Well, it turns out, quite a lot.

Many engineering companies use a hyper-economic and results-based focus for their business model, only to wonder why, no matter how much they reduce overhead and scream about efficiency, they constantly struggle with low to average profitability.

Why?

Bottom line, a hyper-economic and results-based focus sucks all the oxygen out of the conversation and doesn’t leave any room for employees to express what they really want out of their job.

Our experience and studies have shown the biggest challenges faced by engineering firms today are the recruitment and retention of talent.

One of the best ways for engineering firms to increase their operating profits is to break the fixed mindset of hyper-economic and results-based focus and adopt a growth mindset that emphasizes the development of the people within their organization.

By conducting an ongoing inquiry with your employees about where they want to take their career, and then consistently providing them with ample training opportunities to achieve their goals, your employees will experience the following benefits.

• They will feel appreciated by the organization’s ongoing interest and investment in their professional development.

• When individuals are continually growing and learning along with everyone else, their feedback, contributions, and work are given the same focus, and they feel included in something bigger than themselves.

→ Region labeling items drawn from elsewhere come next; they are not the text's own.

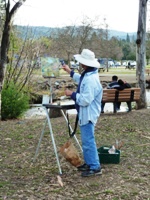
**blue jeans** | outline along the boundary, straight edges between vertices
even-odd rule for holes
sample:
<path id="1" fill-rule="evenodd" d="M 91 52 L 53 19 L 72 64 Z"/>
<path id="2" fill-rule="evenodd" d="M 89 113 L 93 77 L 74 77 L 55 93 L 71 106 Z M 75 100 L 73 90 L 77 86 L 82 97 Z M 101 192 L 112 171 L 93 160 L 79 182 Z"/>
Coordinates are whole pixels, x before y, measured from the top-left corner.
<path id="1" fill-rule="evenodd" d="M 90 169 L 100 168 L 94 129 L 95 127 L 91 122 L 80 126 L 83 158 L 85 163 L 90 166 Z"/>

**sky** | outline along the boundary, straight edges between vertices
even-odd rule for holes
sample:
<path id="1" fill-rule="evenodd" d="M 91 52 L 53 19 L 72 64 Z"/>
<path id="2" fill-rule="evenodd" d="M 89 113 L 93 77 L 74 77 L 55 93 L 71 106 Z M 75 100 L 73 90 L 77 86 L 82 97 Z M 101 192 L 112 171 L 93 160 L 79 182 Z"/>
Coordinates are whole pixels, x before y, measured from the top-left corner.
<path id="1" fill-rule="evenodd" d="M 137 32 L 139 0 L 26 0 L 14 18 L 14 24 L 63 27 L 80 25 L 84 17 L 108 29 Z"/>

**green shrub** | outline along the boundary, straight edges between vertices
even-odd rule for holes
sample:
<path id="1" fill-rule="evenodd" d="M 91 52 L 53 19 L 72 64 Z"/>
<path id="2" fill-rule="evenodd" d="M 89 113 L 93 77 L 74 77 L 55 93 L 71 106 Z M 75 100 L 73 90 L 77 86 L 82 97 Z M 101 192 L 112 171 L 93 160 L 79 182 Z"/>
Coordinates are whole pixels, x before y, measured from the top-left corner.
<path id="1" fill-rule="evenodd" d="M 29 108 L 29 97 L 11 83 L 2 90 L 1 119 L 17 119 Z"/>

• An ongoing training and professional development program – that continues in good times and bad – demonstrates a consistent commitment to an individual’s wellbeing.

• Providing professional development and training on an individual’s career path helps them create their success and manifest their own destiny, resulting in higher engagement and commitment to the organization.

By adopting a growth mindset and focusing on your people by investing in professional development and training, your organization will become a place where people want to work and stay. By shifting to a people focus, your organization will realize the following improvements.

• Higher morale, better work-life balance for your employees, and higher productivity.

• Significantly higher workforce engagement and commitment that lowers turnover, boosts retention, and dramatically lowers the high overhead costs due to employee departures.

• Ongoing training and professional development will increase the capacity of your workforce and provide the skills for better work planning, resulting in higher utilization, efficiency, and profitability.

When I was an engineering manager, each of my team members was expected to seek out the training they desired, provide a proposal, and then I would get it approved.

Successful completion of the training in addition to providing a brief write-up of how the training benefitted their practice was a key behavioral indicator, alongside the KPI’s, used in their performance reviews. This improved moral helped shape the future direction of their careers, improved engagement, reduced turnover, and was one of the reasons why my teams were consistently the highest producers and the most profitable.

Conversely, another engineering organization I worked for watched its stock price plummet because the ratio of profitability to labor costs was too high. In other words, their overhead was too high, and efficiency was too low.

You guessed it, the first thing to get axed was the company’s overall training budget. Sufficed to say, this company continually struggled with high turnover and low profitability.

In conclusion, engineers are great with numbers and scientific approaches to solving problems. However, boiling your employees down to a number and running your business with a results-based scientific approach will not improve your profitability.

It may not seem intuitive for engineers to adopt a humanistic and non-scientific approach, that focuses upon the professional development of your workforce, to improve profitability – but it works.

So, if you want to significantly improve the profitability of your engineering firm, focus on your people!